Département des Pyrénées-Orientales : une poursuite de la progression de la délivrance
· Le taux de médicaments génériques délivrés dans les Pyrénées-Orientales était, en juillet, de 87,6% du total des médicaments délivrés
· Le taux de médicaments non substituables prescrits par les médecins était de 9,3% à la même date

Efficaces, sûrs et économiques, les médicaments génériques représentent un levier de progrès majeur pour notre système de santé. En moyenne 30 % moins chers que les médicaments d’origine pour un service médical équivalent, ils permettent d’économiser 1,3 milliard d’euros en moyenne par an. Promouvoir l’usage des médicaments génériques, c’est permettre de financer la recherche et le développement de traitements innovants et de contribuer à garantir un accès aux soins pour tous. 75%1 des Français se déclarent d’ailleurs prêts à « avoir davantage de médicaments génériques sur l’ordonnance que leur remet leur médecin ».

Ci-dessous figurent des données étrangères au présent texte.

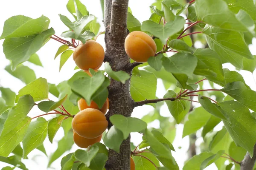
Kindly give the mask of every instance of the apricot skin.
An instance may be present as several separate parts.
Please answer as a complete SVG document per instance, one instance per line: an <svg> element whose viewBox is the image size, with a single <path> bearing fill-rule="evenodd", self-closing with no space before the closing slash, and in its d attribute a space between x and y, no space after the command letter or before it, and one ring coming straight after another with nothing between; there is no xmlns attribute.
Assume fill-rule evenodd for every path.
<svg viewBox="0 0 256 170"><path fill-rule="evenodd" d="M134 161L131 157L130 158L131 170L135 170L135 163L134 163Z"/></svg>
<svg viewBox="0 0 256 170"><path fill-rule="evenodd" d="M72 128L79 136L95 138L107 129L108 123L104 114L99 110L88 108L79 112L72 120Z"/></svg>
<svg viewBox="0 0 256 170"><path fill-rule="evenodd" d="M84 44L80 44L76 47L73 53L73 59L79 68L88 70L99 68L104 60L104 49L96 41L90 40Z"/></svg>
<svg viewBox="0 0 256 170"><path fill-rule="evenodd" d="M145 62L157 51L157 45L153 39L146 33L135 31L129 34L125 41L127 55L134 60Z"/></svg>
<svg viewBox="0 0 256 170"><path fill-rule="evenodd" d="M87 139L80 136L74 131L73 131L73 139L75 143L80 147L87 148L90 145L94 144L95 143L99 142L102 137L102 134L96 138Z"/></svg>
<svg viewBox="0 0 256 170"><path fill-rule="evenodd" d="M100 109L99 108L99 106L98 106L98 105L97 105L96 103L93 101L91 101L90 105L88 106L88 105L87 105L87 103L86 103L85 100L84 100L84 99L81 99L78 101L78 102L77 102L77 104L79 110L80 110L80 111L87 108L92 108L99 110L104 114L105 114L106 112L107 112L107 110L108 110L108 100L106 100L106 102L105 102L103 104L103 106Z"/></svg>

1 « Baromètre des connaissances, perceptions et pratiques des Français et des professionnels de santé (médecins généralistes et pharmaciens d’officine) à propos des médicaments génériques » – Institut BVA pour la Cnamts. Enquête réalisée par téléphone en mars 2017

• Pour le grand public auprès de 1003 personnes représentatives de la population française
• Auprès de 300 médecins généralistes
• Auprès de 300 pharmaciens d’officine 2 Baromètre BVA 2017 : 87 % des personnes utilisant plutôt des médicaments génériques disent ne pas avoir rencontré de problèmes particuliers, contre 83 % des personnes utilisant plutôt des médicaments d’origine.